I intended on writing this at some point, but Dr. Wesley Gray (an acquaintance of mine, and whom I respect) beat me to the punch. As he said in his blog post at The Wall Street Journal’s The Experts blog:
WESLEY GRAY: Imagine the following theoretical investment opportunity: Investors can invest in a fund that will beat the market by 5% a year over the next 10 years. Of course, there is the catch: The path to outperformance will involve a five-year stretch of poor relative performance.“No problem,” you might think—buy and hold and ignore the short-term noise.
Easier said than done.
Consider Ken Heebner, who ran the CGM Focus Fund (CGMFX), a diversified mutual fund that gained 18% annually, and was Morningstar Inc.’s highest performer of the decade ending in 2009. The CGM Focus fund, in many respects, resembled the theoretical opportunity outlined above. But the story didn’t end there: The average investor in the fund lost 11% annually over the period.
What happened? The massive divergence in the fund’s performance and what the typical fund investor actually earned can be explained by the “behavioral return gap.”
The behavioral return gap works as follows: During periods of strong fund performance, investors pile in, but when fund performance is at its worst, short-sighted investors redeem in droves. Thus, despite a fund’s sound long-term process, the “dollar-weighted” returns, or returns actually achieved by investors in the fund, lag substantially.
In other words, fund managers can deliver a great long-term strategy, but investors can still lose.

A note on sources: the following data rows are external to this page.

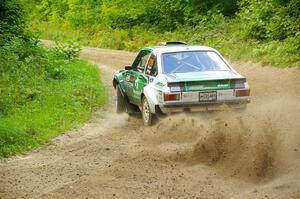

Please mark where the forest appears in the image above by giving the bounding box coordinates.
[25,0,300,67]
[0,0,106,158]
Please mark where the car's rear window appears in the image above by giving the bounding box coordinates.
[162,51,230,73]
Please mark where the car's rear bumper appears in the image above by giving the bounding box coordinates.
[159,99,250,114]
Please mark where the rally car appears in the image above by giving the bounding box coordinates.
[113,42,250,126]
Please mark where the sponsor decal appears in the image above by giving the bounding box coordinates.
[155,82,164,87]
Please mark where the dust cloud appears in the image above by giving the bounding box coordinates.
[142,96,300,181]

That’s why I wanted to write this post. Ken Heebner is a really bright guy, and has the strength of his convictions, but his investors don’t in general have similar strength of convictions. As such, his investors buy high and sell low with his funds. The graph at the left is from the CGM Focus Fund, as far back as I could get the data at the SEC’s EDGAR database. The fund goes all the way back to late 1997, and had a tremendous start for which I can’t find the cash flow data.